The door at the far end of the huge ward opened and in came Annie Wilkes - only she was dressed in a long aproned dress and there was a mobcap on her head; she was dressed as Misery Chastain in Misery's Love. Over one arm she held a wicker basket. There was a towel over the contents. She folded the towel back as he watched. She reached in and took out a handful of something and flung it into the face of the first sleeping Paul Sheldon. It was sand, he saw this was Annie Wilkes pretending to be Misery Chastain pretending to be the sandman. Sandwoman.

Then he saw that the first Paul Sheldon's face had turned a ghastly white as soon as the sand struck it and fear jerked him out of the dream and into the bedroom, where Annie Wilkes was standing over him. She was holding the fat paperback of Misery's Child in one hand. Her bookmark suggested she was about three-quarters of the way through.

“You were moaning,” she said.

“I had a bad dream.”

“What was it about?” The first thing which was not the truth that popped into his head was what he replied: “Africa.”

13

She came in late the following morning, her face the color of ashes. He had been dozing, but he came awake at once; jerking up on his elbows.

“Miss Wilkes? Annie? Are you all r - “

“No.” Christ, she's had a heart attack, he thought, and there was a moment's alarm which was immediately replaced by joy. Let her have one! A big one! A fucking chest-buster! He would be more than happy to crawl to the telephone, no matter how much it might hurt. He would crawl to the telephone over broken glass, if that was what it took.

And it was a heart attack… but not the right kind.

She came toward him, not quite staggering but rolling, the way a sailor will when he's just gotten off his ship at the enc of a long voyage.

“What - “ He tried to shrink away from her, but there was no place to go.
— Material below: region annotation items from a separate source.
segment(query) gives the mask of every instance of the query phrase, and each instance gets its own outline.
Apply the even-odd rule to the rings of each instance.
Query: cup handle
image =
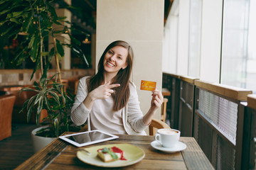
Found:
[[[161,142],[161,135],[158,133],[156,134],[155,135],[155,140],[157,141],[159,143],[160,143],[161,144],[162,144],[162,143]]]

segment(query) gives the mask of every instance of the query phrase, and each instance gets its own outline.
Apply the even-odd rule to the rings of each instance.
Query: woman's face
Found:
[[[110,48],[105,55],[104,69],[107,73],[117,74],[120,69],[127,67],[128,50],[122,46]]]

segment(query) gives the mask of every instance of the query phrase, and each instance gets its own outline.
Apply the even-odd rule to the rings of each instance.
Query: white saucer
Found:
[[[161,144],[156,140],[151,142],[151,145],[152,146],[152,147],[154,147],[156,149],[161,150],[162,152],[165,152],[168,153],[173,153],[178,151],[182,151],[186,148],[186,144],[181,142],[178,142],[176,146],[171,148],[162,147]]]

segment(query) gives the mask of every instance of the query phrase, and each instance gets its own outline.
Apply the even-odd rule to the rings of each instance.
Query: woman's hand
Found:
[[[114,87],[119,86],[119,84],[110,84],[110,81],[102,84],[91,92],[88,94],[86,96],[85,101],[83,101],[85,106],[88,109],[92,109],[94,101],[97,99],[103,99],[109,98],[114,90],[111,89]]]
[[[110,84],[110,81],[109,81],[92,91],[89,95],[93,101],[97,99],[107,98],[112,93],[114,93],[114,90],[111,89],[118,87],[119,86],[119,84]]]
[[[151,101],[151,107],[148,113],[143,117],[143,123],[145,125],[149,125],[154,117],[154,113],[156,112],[164,101],[164,97],[161,92],[159,90],[152,91],[152,99]]]
[[[152,91],[151,96],[152,99],[151,101],[151,108],[153,110],[156,110],[161,106],[164,101],[163,95],[160,91],[154,90]]]

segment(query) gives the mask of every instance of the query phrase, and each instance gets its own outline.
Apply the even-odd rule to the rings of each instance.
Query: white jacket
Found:
[[[86,79],[85,76],[80,79],[75,103],[71,110],[71,120],[76,125],[81,125],[87,120],[88,130],[91,130],[90,125],[90,110],[83,104],[83,101],[87,95]],[[134,83],[129,84],[130,96],[127,104],[122,109],[122,123],[124,128],[128,135],[146,135],[144,130],[148,127],[143,123],[143,114],[139,107],[138,94]],[[103,130],[104,131],[104,130]]]

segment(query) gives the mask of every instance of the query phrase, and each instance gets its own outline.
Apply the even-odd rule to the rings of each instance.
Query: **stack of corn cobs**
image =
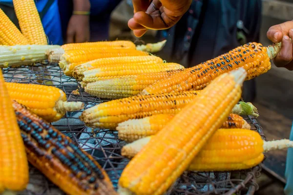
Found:
[[[86,92],[118,99],[80,117],[88,126],[118,131],[128,142],[121,152],[132,159],[118,193],[162,195],[186,170],[248,169],[262,162],[263,152],[293,146],[263,141],[240,116],[258,116],[251,103],[239,102],[241,86],[270,70],[280,43],[248,43],[184,68],[150,54],[165,41],[48,45],[34,0],[13,3],[21,32],[0,9],[0,67],[59,63]],[[117,194],[99,163],[49,123],[83,103],[67,101],[54,87],[3,77],[0,71],[0,193],[25,189],[28,161],[68,194]]]

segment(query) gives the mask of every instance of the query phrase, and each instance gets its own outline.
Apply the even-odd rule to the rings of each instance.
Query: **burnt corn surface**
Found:
[[[29,161],[69,195],[116,195],[105,172],[69,137],[13,103]]]

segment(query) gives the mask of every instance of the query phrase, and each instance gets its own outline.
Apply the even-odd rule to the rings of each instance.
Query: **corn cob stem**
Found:
[[[239,68],[203,90],[130,160],[119,186],[136,194],[163,194],[226,120],[246,76]]]
[[[289,139],[284,139],[278,140],[268,141],[265,141],[264,143],[264,152],[292,147],[293,147],[293,141]]]
[[[31,65],[47,59],[46,51],[59,45],[0,46],[0,68]]]
[[[167,40],[164,40],[156,43],[147,43],[146,45],[137,45],[136,49],[149,53],[158,52],[163,49],[167,41]]]
[[[105,172],[70,138],[16,101],[29,162],[66,194],[116,195]]]
[[[238,115],[251,115],[256,118],[259,117],[257,109],[252,103],[242,101],[234,106],[232,113]]]

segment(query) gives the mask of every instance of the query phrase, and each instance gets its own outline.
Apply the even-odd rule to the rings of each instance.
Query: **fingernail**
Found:
[[[280,34],[280,33],[275,33],[274,35],[273,35],[273,38],[274,38],[276,40],[278,40],[278,36],[279,36],[279,34]]]

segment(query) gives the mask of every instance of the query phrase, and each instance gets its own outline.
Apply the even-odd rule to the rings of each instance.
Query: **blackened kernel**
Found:
[[[51,135],[51,136],[52,137],[56,137],[57,136],[57,132],[54,132],[53,134],[52,134],[52,135]]]
[[[49,128],[48,130],[48,134],[52,134],[54,133],[54,131],[51,128]]]
[[[88,182],[89,183],[93,183],[93,182],[94,182],[95,181],[96,181],[96,178],[94,177],[90,177],[90,178],[88,180]]]

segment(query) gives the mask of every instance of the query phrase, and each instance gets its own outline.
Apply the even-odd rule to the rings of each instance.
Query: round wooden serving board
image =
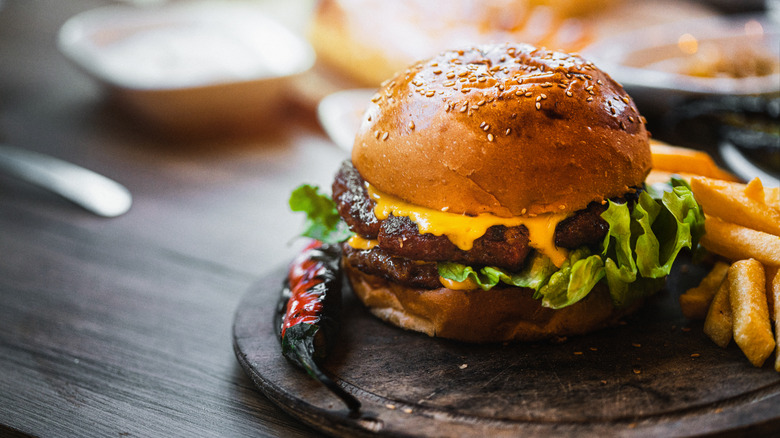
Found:
[[[472,345],[374,318],[344,291],[324,371],[363,404],[352,418],[281,354],[273,314],[286,271],[259,281],[235,316],[239,362],[273,402],[335,436],[689,436],[780,431],[780,373],[721,349],[687,321],[677,272],[625,325],[561,342]],[[767,362],[771,362],[773,357]]]

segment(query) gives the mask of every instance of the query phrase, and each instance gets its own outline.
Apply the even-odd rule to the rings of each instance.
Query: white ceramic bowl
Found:
[[[69,19],[60,51],[144,120],[244,131],[273,113],[314,51],[251,2],[113,5]]]

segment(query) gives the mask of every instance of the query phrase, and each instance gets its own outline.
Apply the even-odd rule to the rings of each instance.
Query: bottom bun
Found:
[[[528,288],[416,289],[366,274],[346,260],[344,271],[355,295],[375,316],[407,330],[465,342],[581,335],[616,324],[641,304],[616,309],[601,283],[583,300],[553,310],[542,307]]]

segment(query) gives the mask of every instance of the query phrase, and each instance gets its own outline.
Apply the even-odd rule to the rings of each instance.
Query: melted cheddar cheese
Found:
[[[365,239],[355,234],[349,238],[349,240],[347,241],[347,245],[355,249],[371,249],[379,245],[379,241],[373,239]]]
[[[382,193],[370,184],[366,184],[368,194],[376,201],[374,214],[380,220],[393,216],[406,216],[417,224],[421,234],[447,236],[458,248],[468,251],[474,241],[485,234],[494,225],[517,227],[525,225],[528,229],[528,239],[531,247],[560,267],[568,257],[568,252],[555,246],[555,227],[565,219],[567,214],[542,214],[535,217],[515,216],[499,217],[484,213],[477,216],[448,213],[420,207],[403,201],[395,196]]]

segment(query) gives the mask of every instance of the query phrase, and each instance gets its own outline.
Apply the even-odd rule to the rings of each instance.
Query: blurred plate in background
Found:
[[[692,97],[780,92],[780,31],[762,16],[706,18],[603,39],[583,50],[640,110]]]

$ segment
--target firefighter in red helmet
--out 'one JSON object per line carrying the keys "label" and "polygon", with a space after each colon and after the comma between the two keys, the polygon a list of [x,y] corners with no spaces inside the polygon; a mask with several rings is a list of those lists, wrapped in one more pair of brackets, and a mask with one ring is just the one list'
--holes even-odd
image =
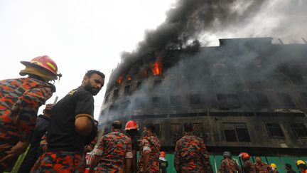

There was only the headboard, and behind that, the wall.

“No!” She reached the side of the bed, bumped it, wavered and for a moment seemed on the verge of falling on top of him. Then she just stood there, looking down at him out of her paper-white face, the cords on her neck standing out, one vein pulsing in the center of her forehead. Her hands snapped open, hooked shut into solid rocklike fists, then snapped open again.

“You… you… you dirty bird!”

“What - I don't - “ But suddenly he did, and his entire midsection first seemed to turn hollow and then to entirely disappear. He remembered where her bookmark had been last night, three-quarters of the way through. She had finished it. She knew all there was to know. She knew that Misery hadn't been the barren one, after all; it had been Ian. Had she sat there in her as-yet-unseen-by-him parlor with her mouth open and her eyes wide as Misery finally realized the truth and made her decision and sneaked off to Geoffrey? Had her eyes filled with tears when she realized that Misery and Geoffrey, far from having a clandestine affair behind the back of the man they both loved, were giving him the greatest gift they could - a child he would believe to be his own? And had her heart risen up when Misery told Ian she was pregnant and Ian had crushed her to him, tears flowing from his eyes, muttering “My dear, oh, my dear!” over and over again? He was sure, in those few seconds, that all of those things had happened. But instead of weeping with exalted grief as she should have done when Misery expired giving birth to the boy whom Ian and Geoffrey would presumably raise together, she was mad as hell.